The S100 or N’wanetsi River Road is one of the best-known drives in the park, with a stop at N’wanetsi Picnic Site, and beautiful scenery of riverine trees and open acacia savanna. It passes through a variety of terrain, which besides being scenic, means it attracts large herds of buffalo, giraffe, zebra, wildebeest, kudu and waterbuck and, in their wake, big cats. The S100 is one of the best roads to find lions.
Satara Rewarding drives are the Timbavati River Road (S39) and the drive east of Satara along the S100, which snakes along the N’wanetsi River towards the Lebombo Mountains marking the border with Mozambique.
About halfway along the tarred road between Satara and Skukuza, the area around Tshokwane picnic site can be good for lions, hence the number of motorists here.
The S52 Red Rocks Loop southwest of Shingwedzi is a favoured road for elephant sightings, and if you drive it in the early morning, look out for leopards.

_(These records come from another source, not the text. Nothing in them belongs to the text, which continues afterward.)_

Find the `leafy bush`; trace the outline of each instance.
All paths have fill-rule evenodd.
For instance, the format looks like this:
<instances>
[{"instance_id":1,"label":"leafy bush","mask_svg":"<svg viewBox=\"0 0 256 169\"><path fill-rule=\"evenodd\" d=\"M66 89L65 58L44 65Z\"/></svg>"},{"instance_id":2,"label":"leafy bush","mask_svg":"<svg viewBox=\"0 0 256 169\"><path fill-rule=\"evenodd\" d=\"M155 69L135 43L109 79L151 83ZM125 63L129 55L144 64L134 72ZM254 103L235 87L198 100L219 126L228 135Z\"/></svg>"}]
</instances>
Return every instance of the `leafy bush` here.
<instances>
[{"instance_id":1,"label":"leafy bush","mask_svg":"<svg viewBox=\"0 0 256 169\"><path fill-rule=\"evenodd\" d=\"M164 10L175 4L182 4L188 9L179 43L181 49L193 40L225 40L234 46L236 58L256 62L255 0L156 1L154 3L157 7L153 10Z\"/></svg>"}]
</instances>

Pafuri picnic site 46km north of Punda. This picnic site should on no account be missed, as it’s here that you’ll experience the true richness of northern Kruger, and it is rated as the top birding spot in the park. The site is a large area under the shade of massive thorn trees, leadwoods and jackalberry trees on the banks of the Luvuvhu River and is the ultimate place for lunch. An interpretation board gives a fascinating account of human history in the area. There are braai facilities, a constantly boiling kettle to make your own tea, and the attendant can sell you ice-cold canned drinks.
In terms of wildlife, if it’s leopards you’re after, Sabi Sands is best, especially in the south, where they have become quite blasé about people and vehicles. Timbavati is much quieter and wilder than Sabi Sands, and is known for its large herds of buffalo, with plenty of lions and elephants, though it’s not good for viewing leopards and cheetah. Timbavati’s name is associated with the extraordinary phenomenon of white lions, and while you may see some prides carrying the recessive gene which makes them look a little paler, the last sighting of an adult white lion was in 1993 – though a dozen cubs have been born since, but with the high mortality rate, it is not known whether two which were doing well in 2010 have survived. Manyeleti has a good spread of all game, with some stirring landscapes of open grasslands and rocky outcrops, where it borders Kruger. During the apartheid days, Manyeleti was the only part of Kruger black people were allowed in, and consequently is far less developed than the other reserves, with little accommodation, which works to its advantage in that there are fewer vehicles about.